Gore challenged you to do the impossible. But he had good intentions; he must always be judged by his intentions, never on his results. We will look at calculations of the cost below.
But the biggest problem with generating all of our electricity from wind, solar and geothermal is time of day. Wind and solar are fickle. They vary by cloud cover, time of day and other factors. Solar is limited to daylight hours; wind is stronger during the daylight hours because heat from the Sun causes variable heating and hence wind. They are fickle during the day and very limited at night. So turn your lights on during the day and off at night. That's Algore thinking. Update: some areas have more wind at night, reducing, but not eliminating the problem: the wind is fickle
Only geothermal can provide reliable energy during the night hours. But it's no slam dunk. There is geothermal generation on the island Hawaii - aka Big Island. But when we lived in Hawaii in the late 1980s the neighbors were trying to shut it down. They said there were emissions of sulfur.
Gore you have a no-go here. Ronald Bailey does the math on the costs.
Reason Magazine:
Gore asserted, "The quickest, cheapest and best way to start using all this renewable energy is in the production of electricity. In fact, we can start right now using solar power, wind power and geothermal power to make electricity for our homes and businesses." This massive push for no-carbon electricity production would help prevent climate change and cut our dependence on foreign oil. Of course, great-souled visionaries such as Gore do not concern themselves with piddling and mundane issues such as who will pay for this marvelous no-carbon energy future and how much it will cost. Not being burdened with a great soul, I decided to don my green eyeshade and make a preliminary stab at figuring out how much Gore's scheme might cost us.
According to the Energy Information Administration, the existing capacity of U.S. coal, gas, and oil generating plants totals around 850,000 megawatts. So how much would it cost to replace those facilities with solar electric power? Let's use the recent announcement of a 280-megawatt thermal solar power plant in Arizona for $1 billion as the starting point for an admittedly rough calculation. Combined with a molten salt heat storage systems, solar thermal might be able to provide base load power. Crunching the numbers (850,000 megawatts/280 megawatts x $1 billion) produces a total capital cost of just over $3 trillion over the next ten years.
What about wind power? Oilman T. Boone Pickens is building the world's biggest wind energy project with an installed capacity of 4,000 megawatts at a cost of $10 billion, or about $2.5 billion per 1,000 megawatts. For purposes of illustration, this implies a total cost of around $2.1 trillion over the next ten years to replace current carbon-emitting electricity generation capacity with wind power. That's assuming that the wind projects generate electricity at their rated capacity at or near 100 percent of the time. Making the heroic assumption that in fact wind projects will generate power at about one-third of their rated capacity (due to wind variability), this would imply tripling the number of wind power generators. This boosts the total overall cost to more than $6 trillion over the next ten years.

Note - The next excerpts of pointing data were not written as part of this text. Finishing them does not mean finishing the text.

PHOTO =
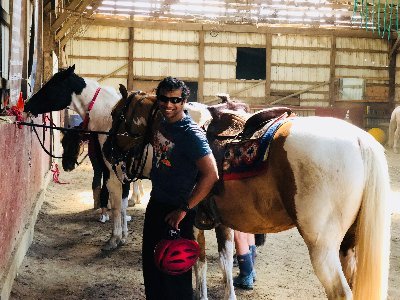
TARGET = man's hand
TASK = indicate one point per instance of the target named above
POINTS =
(175, 217)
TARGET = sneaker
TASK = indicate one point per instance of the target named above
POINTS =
(104, 218)
(235, 262)
(254, 275)
(244, 282)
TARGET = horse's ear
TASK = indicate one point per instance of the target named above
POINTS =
(123, 91)
(70, 70)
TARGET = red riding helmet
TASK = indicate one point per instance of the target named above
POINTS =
(177, 256)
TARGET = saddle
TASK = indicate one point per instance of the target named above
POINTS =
(241, 144)
(230, 135)
(262, 117)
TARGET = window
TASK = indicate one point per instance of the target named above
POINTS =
(193, 87)
(250, 63)
(352, 89)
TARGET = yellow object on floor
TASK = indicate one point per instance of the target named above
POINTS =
(378, 134)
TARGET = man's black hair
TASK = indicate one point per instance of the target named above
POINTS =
(170, 84)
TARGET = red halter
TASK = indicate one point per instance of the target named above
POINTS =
(86, 120)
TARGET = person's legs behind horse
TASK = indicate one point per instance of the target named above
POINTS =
(245, 279)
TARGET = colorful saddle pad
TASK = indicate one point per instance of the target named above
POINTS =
(247, 158)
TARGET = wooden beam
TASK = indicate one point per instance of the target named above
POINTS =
(299, 92)
(130, 58)
(246, 88)
(112, 73)
(394, 48)
(73, 20)
(200, 83)
(392, 74)
(90, 57)
(64, 16)
(268, 64)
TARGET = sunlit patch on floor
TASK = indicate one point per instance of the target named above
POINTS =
(86, 198)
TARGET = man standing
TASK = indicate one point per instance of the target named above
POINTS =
(183, 173)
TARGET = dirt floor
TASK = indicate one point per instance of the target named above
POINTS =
(65, 261)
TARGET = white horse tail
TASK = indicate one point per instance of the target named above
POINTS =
(373, 228)
(392, 129)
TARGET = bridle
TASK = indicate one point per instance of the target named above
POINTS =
(133, 171)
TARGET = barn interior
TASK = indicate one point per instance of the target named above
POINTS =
(319, 57)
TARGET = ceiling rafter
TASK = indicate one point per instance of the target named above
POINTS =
(311, 13)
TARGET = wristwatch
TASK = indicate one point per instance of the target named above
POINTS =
(185, 207)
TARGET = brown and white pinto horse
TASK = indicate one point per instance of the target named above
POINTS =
(323, 175)
(131, 118)
(67, 89)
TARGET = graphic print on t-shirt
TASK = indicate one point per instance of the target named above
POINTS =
(162, 150)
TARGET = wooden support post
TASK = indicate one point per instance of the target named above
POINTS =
(392, 74)
(48, 44)
(268, 66)
(130, 58)
(332, 73)
(200, 83)
(112, 73)
(299, 92)
(39, 65)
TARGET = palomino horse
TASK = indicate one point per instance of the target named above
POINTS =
(323, 175)
(65, 89)
(394, 130)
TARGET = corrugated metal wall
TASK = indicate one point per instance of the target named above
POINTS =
(90, 55)
(297, 62)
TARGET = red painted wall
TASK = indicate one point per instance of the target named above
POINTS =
(23, 166)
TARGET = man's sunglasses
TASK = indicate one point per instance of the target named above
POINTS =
(173, 100)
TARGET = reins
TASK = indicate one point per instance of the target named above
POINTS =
(137, 172)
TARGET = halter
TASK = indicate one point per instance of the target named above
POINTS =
(87, 118)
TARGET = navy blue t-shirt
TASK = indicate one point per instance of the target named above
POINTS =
(177, 147)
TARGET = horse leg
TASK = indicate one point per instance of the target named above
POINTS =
(200, 268)
(392, 129)
(136, 193)
(115, 193)
(225, 249)
(327, 266)
(347, 255)
(396, 140)
(141, 191)
(124, 206)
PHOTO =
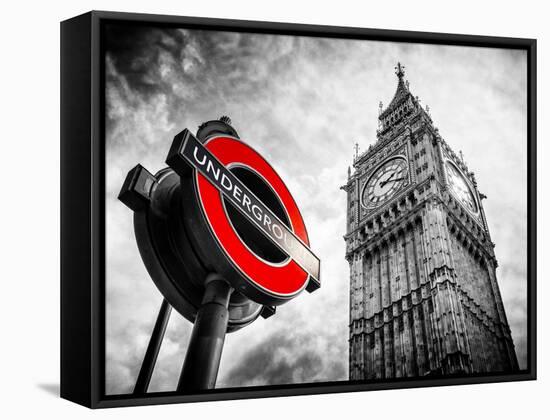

What's the potential for geothermal electricity generation? Geothermal power taps the heat of the Earth itself to make steam to drive turbines to generate electricity. For instance, superhot water erupting from the Geysers in northern California fuel power plants with a generation capacity of 725 megawatts. But such geothermal sites are relatively rare. However, an unconventional geothermal source—hot dry rocks—might supply us with no-carbon electricity. In lots of places, rocks several kilometers down are quite hot. To get at this heat, engineers drill at least two boreholes and inject cool water in one. The injected water flows around fractured hot rocks and rises through the other borehole as steam to drive a turbine to generate electricity. Some very preliminary figures suggest that it would cost around $3 billion for build a 1000 megawatt geothermal plant. Replacing 850 gigawatts of carbon-emitting power generation capacity with geothermal electricity would cost around $2.5 trillion over ten years.